To get around the problems previously described, the most common form of comparison for large genomic sequences is a synteny plot. This shows the two sequences, one above the other, and draws blocked segments between the regions which are idenified as being equivalent (syntenic) between the two.

Several programs have been developed to display synteny plots. One of the most common is the Artemis comparison tool (ACT) This is a development of Artemis one of the most popular genome browsers.

ACT allows you to view a synteny plot between two sequences. It also displays features within the sequeces, such as genes and repeats. The program allows you to zoom in and out of the seuqences to whatever degree you wish, and also allows you to set a significance cutoff for the syntenic regions it displays, so you can choose how divergent the matches you are seeing are allowed to be.

ACT does not perform a comparison of your sequences, it merely displays a comparison you have previously performed. The advantage of this is that it can take a long time to perform a synteny comparion and by displaying a pre-computed comparison, you only need to compare any two sequences once. ACT can then display the synteny plot very quickly, as often as you like.

Information about how to get ACT can be found here.

If you're interested in making this sort of comparison, but aren't sure where to start, then you could consider going on the Babraham ACT course

Performing the ACT comparison

This program is used to generate the comparison file which is used by ACT. It creates this file by performing several different functions.

  1. It reads in the files you wish to compare. Since ACT only understands EMBL or Genbank format, the files are usually in this form. The program converts them to fasta format for further processing.
  2. Both sequences are masked for repeats commonly found in whatever species they originated.
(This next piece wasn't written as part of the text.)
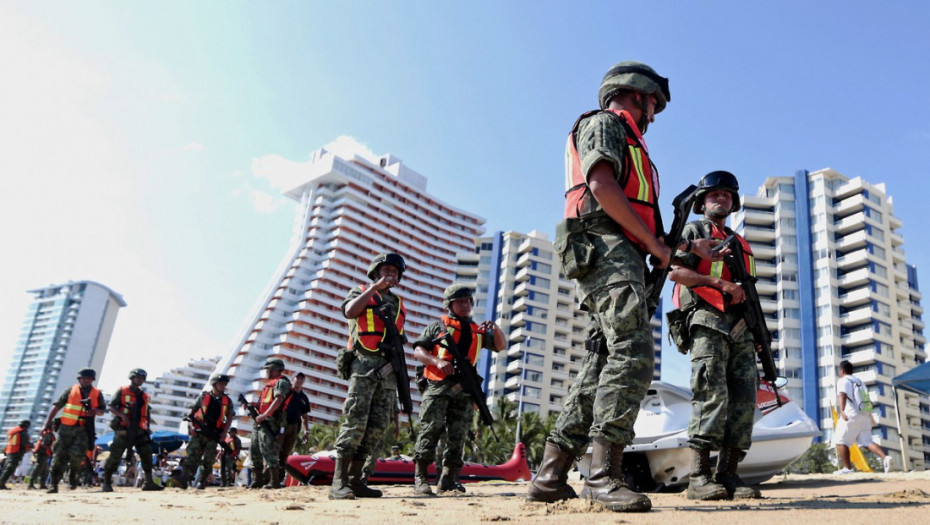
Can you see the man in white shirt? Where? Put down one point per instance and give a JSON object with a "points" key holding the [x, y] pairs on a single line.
{"points": [[855, 419]]}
The species must be selected from a list when specifying the sequences to be used.
  3. The two masked sequences are compared to each other using the blast program.
  4. The blast output is processed into the format which ACT expects.

Options

Sequences

You are required to supply two sequences for the comparison. Due to the likely sizes of such sequences there is no option to copy and paste them, but instead you must select them from a local file.
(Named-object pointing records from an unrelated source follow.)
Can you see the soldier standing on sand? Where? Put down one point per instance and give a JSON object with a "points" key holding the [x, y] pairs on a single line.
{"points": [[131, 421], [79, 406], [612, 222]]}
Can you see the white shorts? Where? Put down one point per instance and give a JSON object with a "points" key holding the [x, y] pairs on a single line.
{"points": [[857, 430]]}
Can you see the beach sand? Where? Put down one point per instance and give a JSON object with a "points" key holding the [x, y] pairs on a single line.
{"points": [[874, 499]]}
In theory the sequences can be in pretty much any format, but since these should be the same sequences you eventually use in ACT, they really should be in either EMBL or genbank format. Please note that ACT will not read sequences in GCG format.

Organism

Beacuse part of the analysis is masking the sequences for repeats it is necessary to know the origin of the sequences. Select the closest match from the options available (which are the default options from the repeatmasker program).

Output

Whilst the program is running you will be regulary updated on the progress of your job. You don't usually need to preserve this information. However, if your job dies then the log file should tell you why, and you can report any bugs to the bioinformatics group as necessary.

When the program has finished running you will be presented with three different files you can download. You also have some filtering options which are only applicable when you are downloading the comparison file.

Comparison File

The comparison file is the list of regions of synteny between your two sequences and is the only file you absolutely require to get ACT to work.
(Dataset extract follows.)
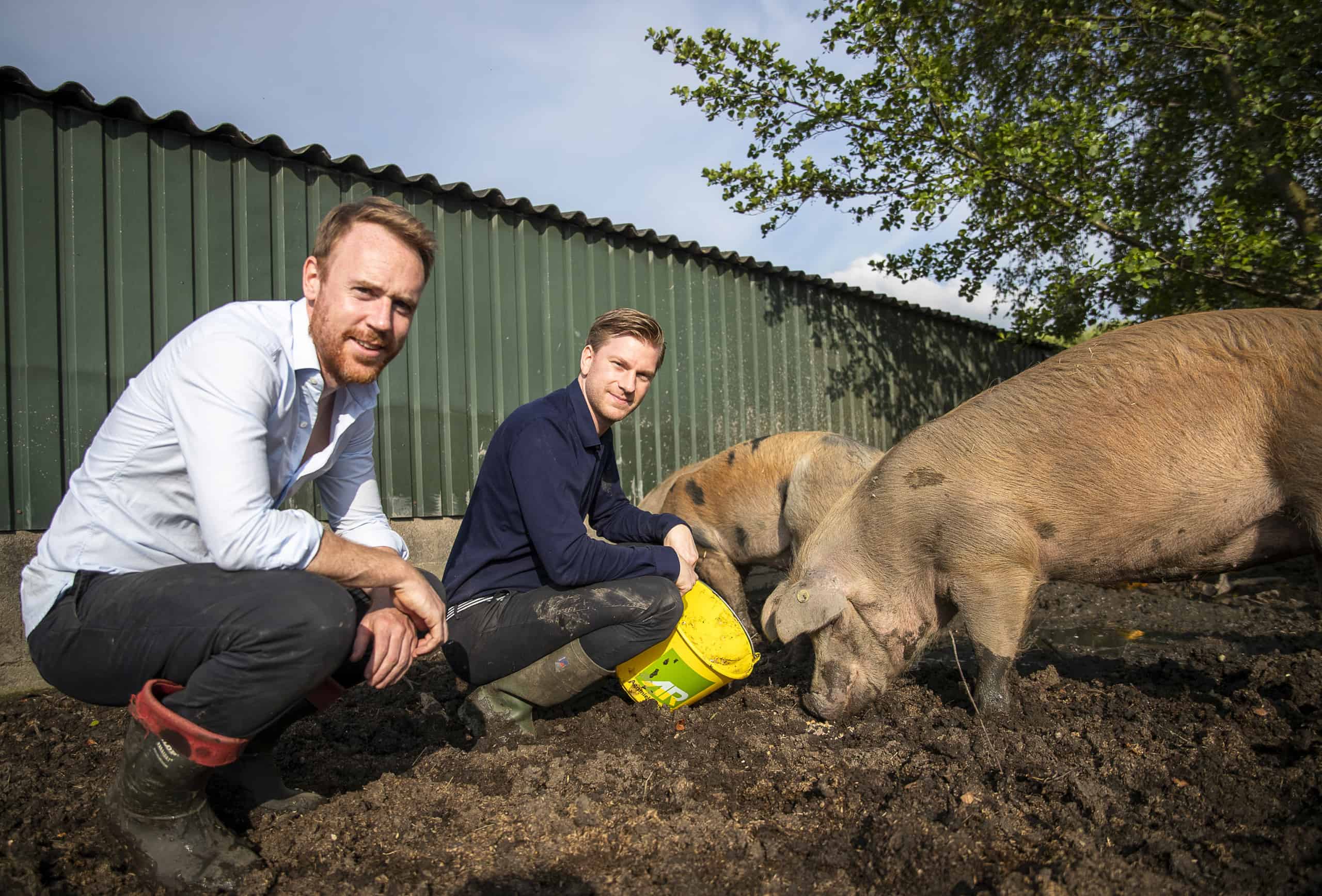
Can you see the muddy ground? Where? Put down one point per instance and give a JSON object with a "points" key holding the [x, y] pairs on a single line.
{"points": [[1186, 759]]}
Optionally you can also apply a filter to the list of hits to restrict them on the basis of the length of match, or their percentage identity. You can interactively alter the stringency of matches displayed from within ACT, but the filter option may be useful if you know in advance that you have hard cutoff limits below which you aren't interested in any hits.

GFF files

In addition to generating the comparison file the program also allows you to download GFF (general feature format) files for both of your sequences which contain information about the position and type of repeats found in the sequences. These files can be imported into the ACT program, and will annotate the sequence view with the positions of the repeats which were removed before the comparison.